Quasi-Periodic Particle Acceleration in a Solar Flare

TL;DR

This study analyzes a solar flare exhibiting quasi-periodic pulsations across multiple wavelengths, linking these pulsations to intermittent particle acceleration caused by bursty magnetic reconnection.

Contribution

It identifies common periods in X-ray, EUV, and radio emissions and localizes the pulsation source, revealing a connection between magnetic reconnection and QPPs in solar flares.

Findings

QPPs have similar periods across X-ray, EUV, and radio wavelengths.

Pulsations originate from a HXR footpoint linked to open magnetic field lines.

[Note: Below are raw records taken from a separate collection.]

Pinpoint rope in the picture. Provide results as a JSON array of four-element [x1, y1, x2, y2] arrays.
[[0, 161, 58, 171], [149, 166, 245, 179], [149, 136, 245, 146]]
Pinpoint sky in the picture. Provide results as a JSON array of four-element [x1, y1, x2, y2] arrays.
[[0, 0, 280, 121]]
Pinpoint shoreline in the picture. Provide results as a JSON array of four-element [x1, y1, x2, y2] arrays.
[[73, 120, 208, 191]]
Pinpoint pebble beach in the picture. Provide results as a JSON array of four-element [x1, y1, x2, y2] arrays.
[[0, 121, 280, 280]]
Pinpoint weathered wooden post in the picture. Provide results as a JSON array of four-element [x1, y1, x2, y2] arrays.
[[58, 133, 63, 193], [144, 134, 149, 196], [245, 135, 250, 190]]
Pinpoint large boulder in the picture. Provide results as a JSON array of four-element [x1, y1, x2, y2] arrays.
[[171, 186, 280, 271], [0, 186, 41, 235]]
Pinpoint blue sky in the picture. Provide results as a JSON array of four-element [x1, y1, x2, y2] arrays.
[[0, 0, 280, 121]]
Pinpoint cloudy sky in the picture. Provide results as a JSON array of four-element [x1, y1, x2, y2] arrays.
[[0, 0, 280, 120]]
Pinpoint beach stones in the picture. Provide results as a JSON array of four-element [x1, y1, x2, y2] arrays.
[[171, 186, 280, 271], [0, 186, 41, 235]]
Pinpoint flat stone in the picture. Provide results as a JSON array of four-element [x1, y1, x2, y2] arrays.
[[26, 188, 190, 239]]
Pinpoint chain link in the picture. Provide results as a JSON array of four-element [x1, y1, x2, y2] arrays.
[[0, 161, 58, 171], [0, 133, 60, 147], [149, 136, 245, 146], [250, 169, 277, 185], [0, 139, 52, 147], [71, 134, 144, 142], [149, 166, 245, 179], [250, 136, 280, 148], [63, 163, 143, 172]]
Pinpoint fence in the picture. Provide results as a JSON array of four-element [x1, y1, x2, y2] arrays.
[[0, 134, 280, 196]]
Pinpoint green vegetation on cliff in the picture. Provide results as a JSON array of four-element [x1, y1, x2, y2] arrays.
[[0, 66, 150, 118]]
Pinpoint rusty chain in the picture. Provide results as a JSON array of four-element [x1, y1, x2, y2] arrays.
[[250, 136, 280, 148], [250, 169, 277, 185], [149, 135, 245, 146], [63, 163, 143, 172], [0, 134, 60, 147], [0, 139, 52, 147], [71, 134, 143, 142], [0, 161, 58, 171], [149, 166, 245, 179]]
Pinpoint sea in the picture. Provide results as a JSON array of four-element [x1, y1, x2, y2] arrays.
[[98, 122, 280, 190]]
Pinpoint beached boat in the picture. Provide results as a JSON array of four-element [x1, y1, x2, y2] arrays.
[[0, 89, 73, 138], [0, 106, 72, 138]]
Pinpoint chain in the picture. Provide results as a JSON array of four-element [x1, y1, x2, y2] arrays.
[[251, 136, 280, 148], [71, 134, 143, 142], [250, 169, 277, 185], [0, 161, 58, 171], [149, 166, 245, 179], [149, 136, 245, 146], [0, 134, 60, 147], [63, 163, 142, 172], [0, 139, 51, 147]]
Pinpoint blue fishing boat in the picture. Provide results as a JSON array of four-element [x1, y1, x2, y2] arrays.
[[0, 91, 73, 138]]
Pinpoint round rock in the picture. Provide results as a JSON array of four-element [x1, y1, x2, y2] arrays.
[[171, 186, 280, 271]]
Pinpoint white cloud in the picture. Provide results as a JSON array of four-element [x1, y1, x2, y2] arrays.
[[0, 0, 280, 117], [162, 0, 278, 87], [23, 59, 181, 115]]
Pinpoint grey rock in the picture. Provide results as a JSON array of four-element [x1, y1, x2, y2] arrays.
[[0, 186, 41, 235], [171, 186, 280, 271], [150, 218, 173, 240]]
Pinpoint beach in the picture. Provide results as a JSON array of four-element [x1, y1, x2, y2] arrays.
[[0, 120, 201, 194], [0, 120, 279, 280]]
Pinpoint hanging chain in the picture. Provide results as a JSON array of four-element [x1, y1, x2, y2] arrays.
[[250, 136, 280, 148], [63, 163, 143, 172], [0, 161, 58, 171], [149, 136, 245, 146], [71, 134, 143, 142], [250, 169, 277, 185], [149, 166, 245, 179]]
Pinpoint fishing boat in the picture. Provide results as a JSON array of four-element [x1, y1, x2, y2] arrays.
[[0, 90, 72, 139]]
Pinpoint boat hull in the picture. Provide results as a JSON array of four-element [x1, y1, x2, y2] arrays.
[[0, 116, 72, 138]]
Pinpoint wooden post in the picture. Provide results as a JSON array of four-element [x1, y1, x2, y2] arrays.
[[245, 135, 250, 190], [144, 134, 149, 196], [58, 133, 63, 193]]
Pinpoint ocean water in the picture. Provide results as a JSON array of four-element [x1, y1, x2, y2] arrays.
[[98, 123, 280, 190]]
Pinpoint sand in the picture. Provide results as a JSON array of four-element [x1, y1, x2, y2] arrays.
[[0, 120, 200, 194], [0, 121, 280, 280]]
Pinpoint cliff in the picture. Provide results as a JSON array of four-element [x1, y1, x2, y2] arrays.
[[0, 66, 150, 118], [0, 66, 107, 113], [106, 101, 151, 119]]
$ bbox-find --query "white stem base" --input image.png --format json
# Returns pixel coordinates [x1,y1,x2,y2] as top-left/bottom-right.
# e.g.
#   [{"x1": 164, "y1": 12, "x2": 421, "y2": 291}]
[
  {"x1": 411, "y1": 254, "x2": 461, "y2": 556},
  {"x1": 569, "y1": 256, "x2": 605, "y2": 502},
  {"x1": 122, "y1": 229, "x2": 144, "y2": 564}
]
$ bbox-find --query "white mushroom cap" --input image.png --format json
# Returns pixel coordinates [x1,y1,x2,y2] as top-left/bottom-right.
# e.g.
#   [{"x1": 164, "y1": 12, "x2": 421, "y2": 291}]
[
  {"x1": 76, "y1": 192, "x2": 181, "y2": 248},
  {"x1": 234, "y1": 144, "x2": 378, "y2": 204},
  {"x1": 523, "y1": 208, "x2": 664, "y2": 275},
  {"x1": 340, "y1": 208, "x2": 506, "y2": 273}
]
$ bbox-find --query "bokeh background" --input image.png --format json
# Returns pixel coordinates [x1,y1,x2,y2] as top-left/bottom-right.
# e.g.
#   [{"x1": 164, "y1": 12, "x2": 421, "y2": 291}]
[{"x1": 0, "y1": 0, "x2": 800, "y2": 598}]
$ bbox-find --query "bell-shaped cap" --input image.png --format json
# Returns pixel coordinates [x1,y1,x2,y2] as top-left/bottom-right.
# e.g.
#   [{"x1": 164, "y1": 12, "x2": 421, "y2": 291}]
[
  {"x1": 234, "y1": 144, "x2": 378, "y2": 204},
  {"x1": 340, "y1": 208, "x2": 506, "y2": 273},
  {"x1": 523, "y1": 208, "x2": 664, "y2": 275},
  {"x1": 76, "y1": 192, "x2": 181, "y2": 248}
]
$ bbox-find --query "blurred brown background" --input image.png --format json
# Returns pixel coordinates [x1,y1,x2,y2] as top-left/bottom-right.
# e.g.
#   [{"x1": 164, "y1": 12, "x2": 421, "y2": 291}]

Intermittent particle acceleration due to bursty reconnection causes QPPs.

Abstract

A common feature of electromagnetic emission from solar flares is the presence of intensity pulsations that vary as a function of time. Known as quasi-periodic pulsations (QPPs), these variations in flux appear to include periodic components and characteristic time-scales. Here, we analyse a GOES M3.7 class flare exhibiting pronounced QPPs across a broad band of wavelengths using imaging and time-series analysis. We identify QPPs in the timeseries of X-ray, low frequency radio and EUV wavelengths using wavelet analysis, and localise the region of the flare site from which the QPPs originate via X-ray and EUV imaging. It was found that the pulsations within the 171 \.A, 1600 \.A, soft X-ray (SXR), and hard X-ray (HXR) light curves yielded similar periods of $\sim$122 s, $\sim$131s, $\sim$123 s, and $\sim$137 s, respectively, indicating a common progenitor. The low frequency radio emission at 2.5 MHz contained a longer period of $\sim$231 s. Imaging analysis indicates that the location of the X-ray and EUV pulsations originates from a HXR footpoint linked to a system of nearby open magnetic field lines. Our results suggest that intermittent particle acceleration, likely due to 'bursty' magnetic reconnection, is responsible for the QPPs. The precipitating electrons accelerated towards the chromosphere produce the X-ray and EUV pulsations, while the escaping electrons result in low frequency radio pulses in the form of type III radio bursts. The modulation of the reconnection process, resulting in episodic particle acceleration, explains the presence of these QPPs across the entire spatial range of flaring emission.